By the way, after much effort, I think I finally found a real-world example of what a high-value token should be. Let’s say I want to use my payment card at a merchant, but I don’t want that merchant to have my PAN for whatever reason. Let’s also say I can give my PAN to a trusted issuer or service provider, and that company in turn gives me a token to use at that untrusted merchant. Because that token—whatever it looks like—could be used by me (or anyone) to initiate a new transaction against the underlying payment card, that token would fit the definition of a high-value token requiring additional safeguards. I might even consider that high-value token to be in PCI scope.
The PCI Council’s tokenization guidance was designed to help merchants (and QSAs) determine PCI scope with tokenization. The document specifies seven objectives to be met for tokens to be considered out of scope, plus another eight recommendations to reduce scope with tokenization.
Everyone should note that the guidance is just that: guidance. Although everyone reads the same document, some merchants, vendors and QSAs may come to different conclusions as to what is and is not in scope with tokenization. I attribute at least part of this situation to a muddling of tokenization and encryption in people’s minds.

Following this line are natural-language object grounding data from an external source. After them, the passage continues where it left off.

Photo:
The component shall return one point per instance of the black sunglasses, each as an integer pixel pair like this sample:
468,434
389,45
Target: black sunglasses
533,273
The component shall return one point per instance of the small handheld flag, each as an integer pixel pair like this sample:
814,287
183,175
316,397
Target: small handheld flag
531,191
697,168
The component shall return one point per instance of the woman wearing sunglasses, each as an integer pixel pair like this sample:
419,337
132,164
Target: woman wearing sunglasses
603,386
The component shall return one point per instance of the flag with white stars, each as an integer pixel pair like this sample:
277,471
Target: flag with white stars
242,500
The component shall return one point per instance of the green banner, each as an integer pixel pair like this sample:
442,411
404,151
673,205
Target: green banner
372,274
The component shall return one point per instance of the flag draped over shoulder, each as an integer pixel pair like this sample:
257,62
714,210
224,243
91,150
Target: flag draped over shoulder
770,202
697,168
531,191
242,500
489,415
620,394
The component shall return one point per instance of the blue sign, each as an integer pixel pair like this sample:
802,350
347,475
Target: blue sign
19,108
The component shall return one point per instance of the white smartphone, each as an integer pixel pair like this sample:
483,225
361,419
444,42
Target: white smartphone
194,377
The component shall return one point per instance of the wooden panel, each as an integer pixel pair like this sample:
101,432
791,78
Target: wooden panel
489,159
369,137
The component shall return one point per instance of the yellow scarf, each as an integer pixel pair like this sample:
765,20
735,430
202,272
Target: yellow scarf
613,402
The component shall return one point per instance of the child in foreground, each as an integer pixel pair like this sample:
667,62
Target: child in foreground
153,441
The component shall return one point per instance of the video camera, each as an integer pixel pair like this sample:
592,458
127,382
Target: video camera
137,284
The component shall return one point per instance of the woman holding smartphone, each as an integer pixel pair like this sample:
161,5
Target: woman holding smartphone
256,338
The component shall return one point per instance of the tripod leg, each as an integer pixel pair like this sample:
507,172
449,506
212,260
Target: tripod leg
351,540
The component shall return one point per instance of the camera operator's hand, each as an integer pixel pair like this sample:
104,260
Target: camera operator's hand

Whatever the reason, the result for a merchant implementing tokenization is that it may find itself in a protracted argument internally, with competing vendors or maybe even with its QSA as to what is in and what is out of PCI scope.
Tokenization has the potential to both reduce a merchant’s PCI scope and limit the risk of a cardholder data breach. The technology reduces scope by restricting cardholder data to the token vault, which should be properly segmented from all other systems and protected like the crown jewels. It reduces the risk of a data breach, because everybody in the organization now uses tokens instead of cardholder data. So, theoretically at least, there should be a lot less PAN data to be compromised.
Merchants implement tokenization in one of three general ways: The solution can be outsourced to a third party, such as a processor or specialized tokenization vendor; it can be developed internally by the merchant; or the merchant can adopt a hybrid approach using a third-party solution but hosting it internally.
Irrespective of the implementation, tokenization differs from encryption. For example, encryption is reversible while random tokens are not. In terms of scope, the PCI Council settled the question of whether encrypted data is in or out of scope in its FAQ #10359, which states: “encrypted data may be deemed out of scope if, and only if, it has been validated that the entity that possesses encrypted cardholder data does not have the means to decrypt it.” Therefore, if anyone in the organization can decrypt the data, the encrypted data is in scope everywhere it appears. Conversely, if no one can reverse the encryption, the encrypted data is out of scope.
Tokens, however, are not (or at least should not be) reversible.